After the rally people took to the streets and headed uptown. Over 20 were arrested, thrown to the ground and cuffed. All were later released. Then, on Jan. 27 thousands assembled at John F. Kennedy airport to protest the immigration ban and to support several Iraqi citizens detained after landing. The crowd was so big that it filled one of the main international terminals. The subway link with the rest of New York was temporarily shut down to prevent people from getting to the airport, a decision overturned by Governor Cuomo.

Cabbies at the airport announced a one-hour strike in support of the immigrants and Lyft, a car service, pledged a million dollars to the ACLU to fight the immigration orders. Scandalously, however, Uber car service acted like a strikebreaker, picking up passengers in defiance of the call for a strike. The cab drivers chanted “No hate, no fear, immigrants are welcome here.”

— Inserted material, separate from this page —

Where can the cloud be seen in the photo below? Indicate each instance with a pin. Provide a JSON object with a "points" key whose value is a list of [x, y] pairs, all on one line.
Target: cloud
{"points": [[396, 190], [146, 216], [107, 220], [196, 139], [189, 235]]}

At the same time, a Brooklyn federal courtroom and halls leading to it were packed with opponents of the ban and a federal judge put a stop to parts of Trump’s order, at least temporarily. Then, on Jan. 29, in response to a citywide call to stand with immigrants, sponsored by many immigrant rights organizations and politicians, over 10,000 people rallied in lower Manhattan with plans to march on the local office of the immigration department. Further protests are a certainty.